← Tools

COMMUNITY RFC · DRAFT · MCP SPEC EXTENSION

MCP needs a policy primitive.

Today, every MCP server enforces its own access rules locally — idiosyncratically, without any protocol-level way for clients to know what enforcement happened on a given call. We've drafted an RFC proposing a policy_enforcement capability declaration, a standardized decision shape, and an optional cryptographic-receipt extension.

Inherence's hosted gate is one possible reference implementation — not the canonical one. The goal is a generic primitive that any vendor can implement. The working-group conversation is the deliverable; spec language is downstream.

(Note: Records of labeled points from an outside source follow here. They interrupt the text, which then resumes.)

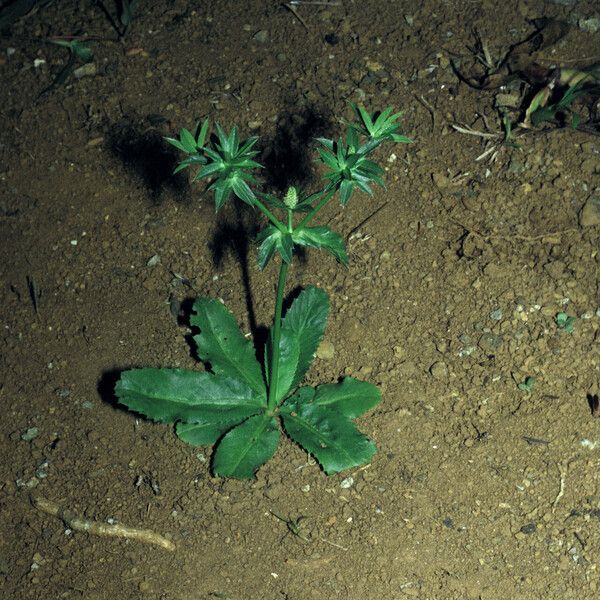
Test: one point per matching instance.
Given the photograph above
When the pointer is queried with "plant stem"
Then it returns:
(265, 211)
(275, 337)
(309, 217)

Engage on the spec repo → Discuss with us

What the extension would standardize.

Server capability declaration: { policies: [...], receipt_format: "groth16-bn254-v1", verifier_key_uri }
Tool-call response shape: policy_decision { kind, policy_id, receipt_id }
Standard error code policy_denial distinct from generic tool failure
Optional in-protocol receipt fetch method for auditor verification
Registry of receipt formats (Groth16, future schemes)

Open questions.

Top-level capability vs per-tool annotation? In-protocol vs out-of-protocol receipt fetch? Policy authoring format neutral, or YAML-canonical? Multi-policy server semantics? Receipt caching with what invalidation? Privacy of policy-violation details on deny?

All open. The RFC is a starting point — if the working group says "this direction is worth pursuing," next step is refinement. If it says "this belongs in a separate ecosystem layer," that's also a valid outcome.